Watched The Old Guard after an exhausting day, including a (physical) trip to a dreaded DIY store!, after reading a somewhat lukewarm review in The New Yorker… I found out later that the film is based on a comics series with the same title. And it shows from the lack of real plot (need to get quickly to Afghanistan? just drop out from a freight train in the middle of Sudan…) to the predictability of the story (set-up heroes fight bad guys and at the end, guess what, …), to the massive amount of stale gun fights with the addition of archaic weapons (to make sure everyone understands the old guard is really old!). The funniest part is actually taking place in Goussainville, France, in the ghost section of this town located on the path of De Gaulle airport planes (and thus evacuated, but not demolished), and in its Roman church (listed, hence intact!).

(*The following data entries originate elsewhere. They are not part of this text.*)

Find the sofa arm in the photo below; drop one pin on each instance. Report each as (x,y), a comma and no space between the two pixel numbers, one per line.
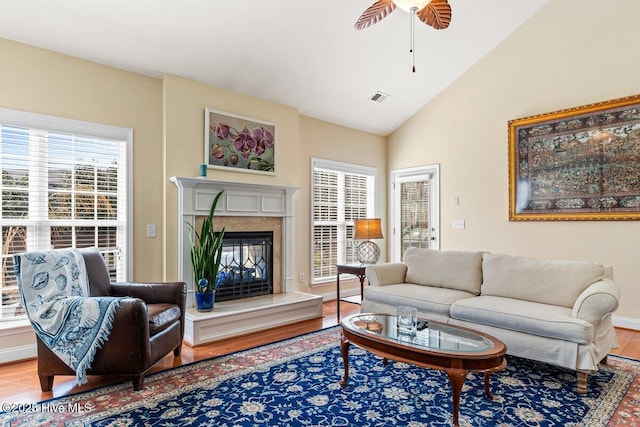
(153,293)
(386,274)
(597,301)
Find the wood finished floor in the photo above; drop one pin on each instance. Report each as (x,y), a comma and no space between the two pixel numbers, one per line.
(19,381)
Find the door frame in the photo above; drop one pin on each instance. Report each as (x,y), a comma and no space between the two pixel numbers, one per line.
(418,173)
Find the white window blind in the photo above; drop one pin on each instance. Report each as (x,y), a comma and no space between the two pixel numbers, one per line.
(341,193)
(415,215)
(61,189)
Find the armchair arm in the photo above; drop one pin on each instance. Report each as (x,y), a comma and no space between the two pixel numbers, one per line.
(128,348)
(598,300)
(154,292)
(386,274)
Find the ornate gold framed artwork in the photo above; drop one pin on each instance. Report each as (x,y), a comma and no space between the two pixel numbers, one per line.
(581,163)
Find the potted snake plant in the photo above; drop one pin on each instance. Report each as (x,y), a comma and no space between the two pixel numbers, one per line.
(206,254)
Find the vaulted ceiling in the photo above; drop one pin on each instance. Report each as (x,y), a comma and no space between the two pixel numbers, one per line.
(301,53)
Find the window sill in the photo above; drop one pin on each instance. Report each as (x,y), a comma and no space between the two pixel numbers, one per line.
(11,327)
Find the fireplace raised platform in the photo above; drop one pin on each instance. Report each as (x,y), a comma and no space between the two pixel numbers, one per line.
(248,315)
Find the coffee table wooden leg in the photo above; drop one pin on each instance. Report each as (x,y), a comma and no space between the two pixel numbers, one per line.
(487,390)
(344,346)
(457,377)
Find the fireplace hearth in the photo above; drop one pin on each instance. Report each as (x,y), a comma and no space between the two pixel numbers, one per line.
(244,207)
(246,268)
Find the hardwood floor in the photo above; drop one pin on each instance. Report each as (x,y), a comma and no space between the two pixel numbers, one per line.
(19,381)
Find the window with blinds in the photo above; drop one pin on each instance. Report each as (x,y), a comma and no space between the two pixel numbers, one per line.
(341,193)
(414,215)
(60,189)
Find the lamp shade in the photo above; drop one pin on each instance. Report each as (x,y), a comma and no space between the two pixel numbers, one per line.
(368,229)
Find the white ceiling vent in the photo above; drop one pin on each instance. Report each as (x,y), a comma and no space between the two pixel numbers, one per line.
(379,97)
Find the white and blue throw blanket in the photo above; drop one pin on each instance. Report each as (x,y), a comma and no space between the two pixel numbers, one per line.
(55,292)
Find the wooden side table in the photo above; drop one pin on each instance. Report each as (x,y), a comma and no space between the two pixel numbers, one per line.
(356,270)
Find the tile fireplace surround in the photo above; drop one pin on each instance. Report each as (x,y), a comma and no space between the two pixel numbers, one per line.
(253,202)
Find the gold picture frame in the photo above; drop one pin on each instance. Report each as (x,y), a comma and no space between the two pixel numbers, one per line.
(581,163)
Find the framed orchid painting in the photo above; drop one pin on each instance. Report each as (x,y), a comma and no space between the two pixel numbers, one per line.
(238,143)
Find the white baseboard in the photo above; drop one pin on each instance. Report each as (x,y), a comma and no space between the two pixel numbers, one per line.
(14,354)
(626,322)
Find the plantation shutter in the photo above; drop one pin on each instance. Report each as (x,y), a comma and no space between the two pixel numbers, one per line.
(61,189)
(341,194)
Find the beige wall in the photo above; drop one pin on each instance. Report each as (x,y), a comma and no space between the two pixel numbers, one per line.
(573,52)
(328,141)
(44,82)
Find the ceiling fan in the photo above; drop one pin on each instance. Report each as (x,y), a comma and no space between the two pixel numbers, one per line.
(435,13)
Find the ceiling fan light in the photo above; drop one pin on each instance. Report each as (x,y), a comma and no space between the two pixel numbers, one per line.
(408,5)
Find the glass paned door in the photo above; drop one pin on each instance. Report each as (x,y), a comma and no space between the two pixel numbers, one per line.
(415,209)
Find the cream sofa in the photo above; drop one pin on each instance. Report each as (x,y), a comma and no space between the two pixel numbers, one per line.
(557,312)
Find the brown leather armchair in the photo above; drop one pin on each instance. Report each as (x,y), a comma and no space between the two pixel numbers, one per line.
(146,327)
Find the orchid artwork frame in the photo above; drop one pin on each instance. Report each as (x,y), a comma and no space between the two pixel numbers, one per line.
(237,143)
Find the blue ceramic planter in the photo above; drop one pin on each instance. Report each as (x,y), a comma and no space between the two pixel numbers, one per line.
(204,302)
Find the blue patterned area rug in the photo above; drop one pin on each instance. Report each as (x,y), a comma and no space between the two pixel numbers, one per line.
(296,382)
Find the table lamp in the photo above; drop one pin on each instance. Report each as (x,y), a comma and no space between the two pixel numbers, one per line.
(367,252)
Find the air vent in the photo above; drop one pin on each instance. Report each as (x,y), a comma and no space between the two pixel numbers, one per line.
(379,97)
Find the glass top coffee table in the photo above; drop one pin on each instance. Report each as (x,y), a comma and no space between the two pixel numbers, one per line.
(435,345)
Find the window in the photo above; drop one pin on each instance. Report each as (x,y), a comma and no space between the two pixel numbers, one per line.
(341,193)
(64,184)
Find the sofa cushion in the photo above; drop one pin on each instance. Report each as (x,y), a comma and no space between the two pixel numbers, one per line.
(426,299)
(544,320)
(543,281)
(459,270)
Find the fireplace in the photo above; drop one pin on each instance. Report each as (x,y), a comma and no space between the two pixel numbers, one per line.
(244,207)
(246,267)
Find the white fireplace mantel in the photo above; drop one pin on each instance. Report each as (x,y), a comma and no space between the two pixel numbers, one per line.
(195,196)
(239,317)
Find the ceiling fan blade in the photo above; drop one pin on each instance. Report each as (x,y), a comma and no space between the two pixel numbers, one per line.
(375,13)
(436,14)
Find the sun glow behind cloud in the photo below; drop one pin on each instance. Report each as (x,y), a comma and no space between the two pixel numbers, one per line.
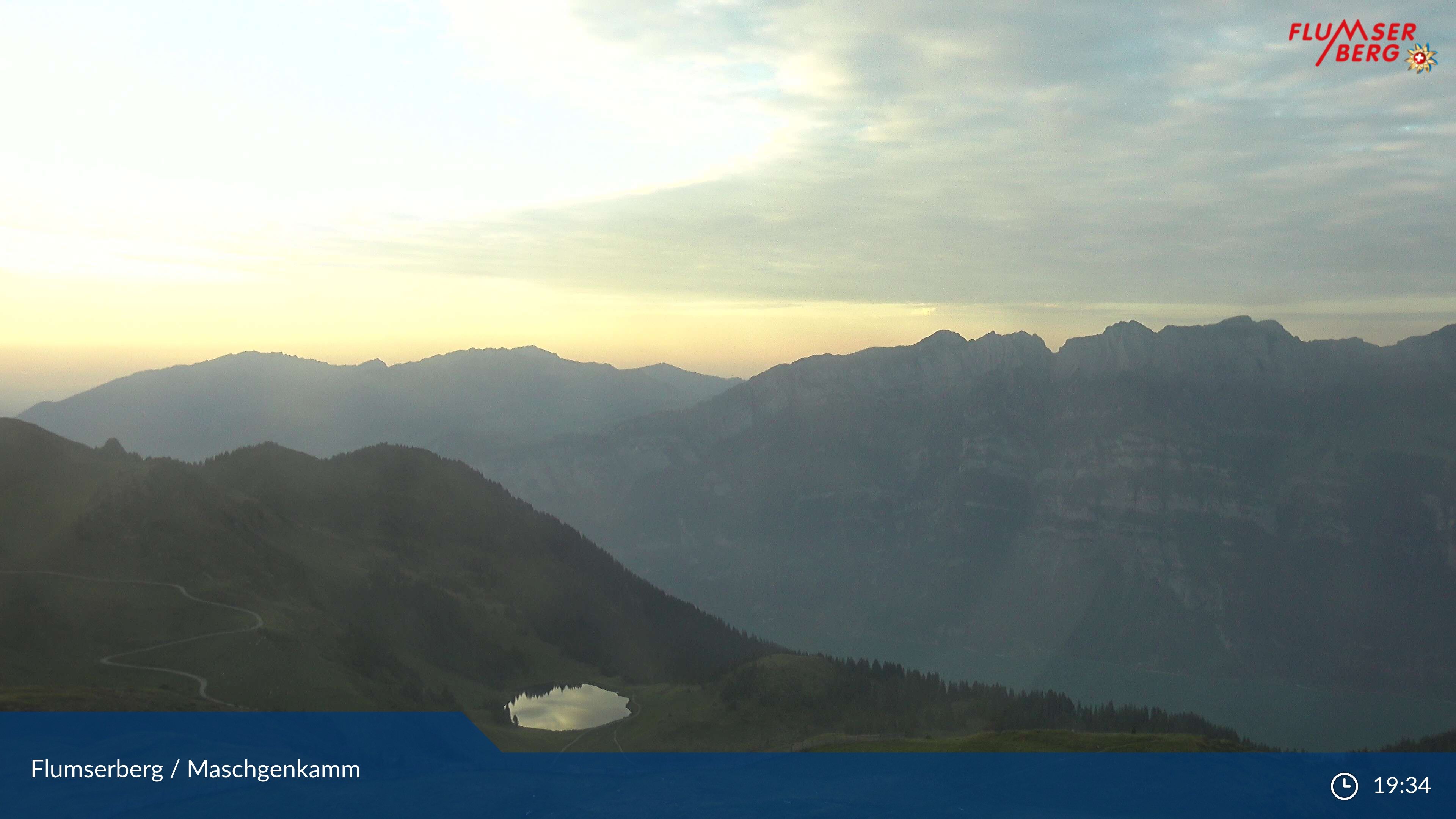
(721,184)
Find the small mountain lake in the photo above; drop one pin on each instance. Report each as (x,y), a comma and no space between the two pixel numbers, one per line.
(568,707)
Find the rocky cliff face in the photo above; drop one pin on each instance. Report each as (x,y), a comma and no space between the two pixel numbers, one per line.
(1221,499)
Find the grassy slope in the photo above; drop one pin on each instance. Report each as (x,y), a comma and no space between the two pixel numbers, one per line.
(386,579)
(1023,741)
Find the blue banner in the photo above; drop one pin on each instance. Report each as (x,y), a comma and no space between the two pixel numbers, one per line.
(435,764)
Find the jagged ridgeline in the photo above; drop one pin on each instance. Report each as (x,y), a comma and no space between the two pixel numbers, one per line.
(386,577)
(395,579)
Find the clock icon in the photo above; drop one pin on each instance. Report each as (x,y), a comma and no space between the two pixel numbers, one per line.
(1345,788)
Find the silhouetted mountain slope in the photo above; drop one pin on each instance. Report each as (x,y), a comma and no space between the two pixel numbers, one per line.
(386,577)
(394,579)
(1222,500)
(453,404)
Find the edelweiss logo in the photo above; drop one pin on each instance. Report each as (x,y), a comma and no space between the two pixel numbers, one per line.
(1421,59)
(1376,46)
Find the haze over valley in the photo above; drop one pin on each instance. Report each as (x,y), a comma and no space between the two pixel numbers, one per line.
(1222,519)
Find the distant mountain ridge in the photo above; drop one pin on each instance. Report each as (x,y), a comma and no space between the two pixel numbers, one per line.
(455,404)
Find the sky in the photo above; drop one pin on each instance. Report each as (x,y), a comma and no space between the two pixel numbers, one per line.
(719,184)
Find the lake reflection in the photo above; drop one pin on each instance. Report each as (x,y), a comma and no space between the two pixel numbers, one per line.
(570,707)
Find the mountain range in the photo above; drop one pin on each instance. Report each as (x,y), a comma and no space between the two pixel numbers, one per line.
(1212,503)
(1221,500)
(458,404)
(391,577)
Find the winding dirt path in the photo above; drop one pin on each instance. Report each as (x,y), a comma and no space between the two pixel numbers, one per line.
(111,659)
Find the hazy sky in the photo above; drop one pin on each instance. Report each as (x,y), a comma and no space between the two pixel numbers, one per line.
(719,184)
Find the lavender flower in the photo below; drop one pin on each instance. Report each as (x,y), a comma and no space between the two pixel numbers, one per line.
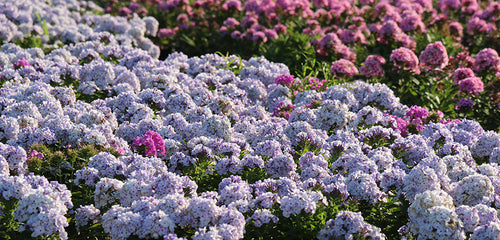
(343,68)
(405,59)
(434,56)
(348,224)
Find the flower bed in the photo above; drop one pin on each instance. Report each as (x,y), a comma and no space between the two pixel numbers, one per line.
(433,39)
(100,139)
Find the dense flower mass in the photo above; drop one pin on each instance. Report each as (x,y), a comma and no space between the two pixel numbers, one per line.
(104,135)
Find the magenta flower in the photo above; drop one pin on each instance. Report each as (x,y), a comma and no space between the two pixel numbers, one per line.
(21,63)
(283,110)
(487,59)
(166,33)
(464,103)
(285,80)
(373,66)
(343,68)
(471,85)
(434,56)
(417,112)
(462,73)
(405,58)
(152,141)
(36,154)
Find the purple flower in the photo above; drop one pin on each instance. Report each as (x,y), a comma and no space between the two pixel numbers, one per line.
(21,63)
(347,225)
(434,56)
(462,73)
(372,67)
(343,68)
(471,85)
(152,141)
(464,104)
(487,60)
(404,58)
(285,80)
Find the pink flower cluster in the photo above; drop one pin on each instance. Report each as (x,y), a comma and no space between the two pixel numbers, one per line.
(471,85)
(152,141)
(285,80)
(343,68)
(434,56)
(21,63)
(405,59)
(373,66)
(283,110)
(36,154)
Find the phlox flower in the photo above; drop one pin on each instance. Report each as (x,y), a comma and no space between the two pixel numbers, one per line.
(152,141)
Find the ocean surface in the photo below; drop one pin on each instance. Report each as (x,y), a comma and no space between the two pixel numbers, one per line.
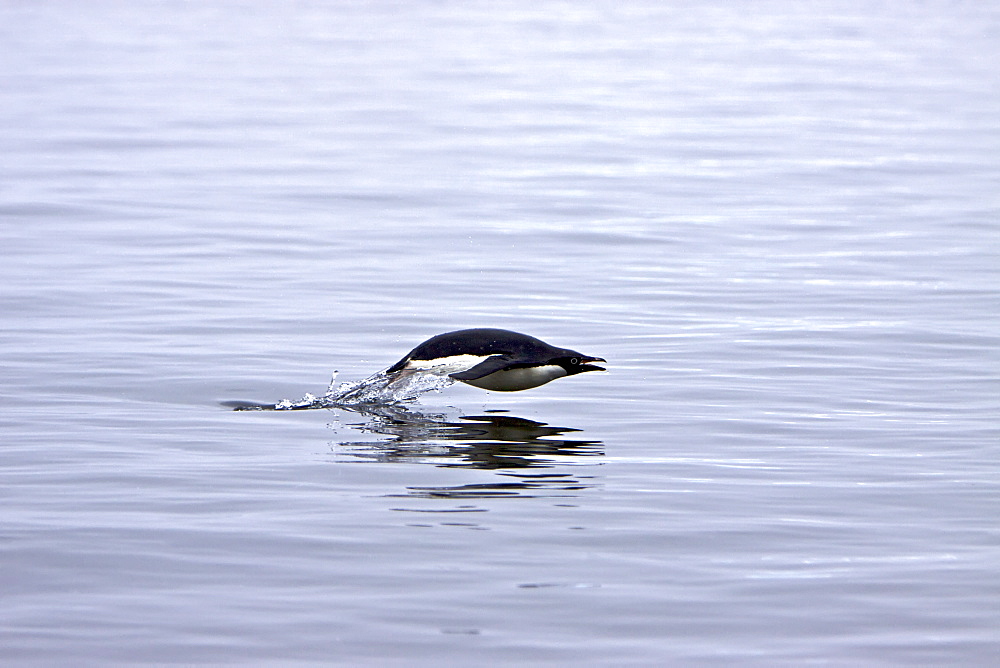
(779,222)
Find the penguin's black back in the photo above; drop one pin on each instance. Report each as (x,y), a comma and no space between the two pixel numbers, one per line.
(483,341)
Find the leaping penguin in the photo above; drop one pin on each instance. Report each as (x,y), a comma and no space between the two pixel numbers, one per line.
(495,359)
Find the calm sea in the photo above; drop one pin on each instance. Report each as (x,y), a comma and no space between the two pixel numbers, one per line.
(778,221)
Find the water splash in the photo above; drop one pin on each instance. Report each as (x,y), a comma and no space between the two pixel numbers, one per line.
(382,388)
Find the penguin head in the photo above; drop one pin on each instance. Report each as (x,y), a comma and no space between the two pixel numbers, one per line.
(573,362)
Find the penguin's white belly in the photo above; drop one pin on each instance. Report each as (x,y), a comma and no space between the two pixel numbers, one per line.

The lack of moral imperative or of higher being driving such immortal killers, who mostly seem tired of said immortality, and the absence of connection with the locals (as e.g. in the scenes taking place in Morocco) do not make this B movie any better. (And the French character definitely has an English accent!)

Had a chance lunch in a Michelin recommended restaurant, on the road to Chenonceau and a family vacation, as we were looking for an open restaurant. The haddock appetizer was fantastic (and enough!), while the trout was not so great, presumably frozen, even though the vegetables were original (incl. chayotte) and yummy.

Read Konungsbók (The King’s Book) by Arnaldur Indriðason, found on my mother’s bookshelves, which is a stand-alone book more of the “involuntary spy” type found in Eric Ambler‘s stories than the usual social theme detective story favoured by Indriðason. While the two involuntary spies in the story are indeed two archeolinguists blundering their way through implausible situations, against hidding Nazis and East German police, as Ambler’s The Dark Frontier, the appeal of the book is in the quest for the ultimate Icelandic saga that would close the nation’s history, The King’s Book, towards recovering other foundational and historical documents hoarded by Denmark. At some point, Halldór Guðjónsson Laxness gets the Nobel Prize in Literature, which first stuns the characters into stupefied pride and second helps them into making another unlikely escape. What I enjoyed in the novel is the feeling of ultimate importance attached to the sagas and their role in cementing Iceland as a genuine nation (again connecting with Laxness, whose books described the social desagregation produced by the American occupation).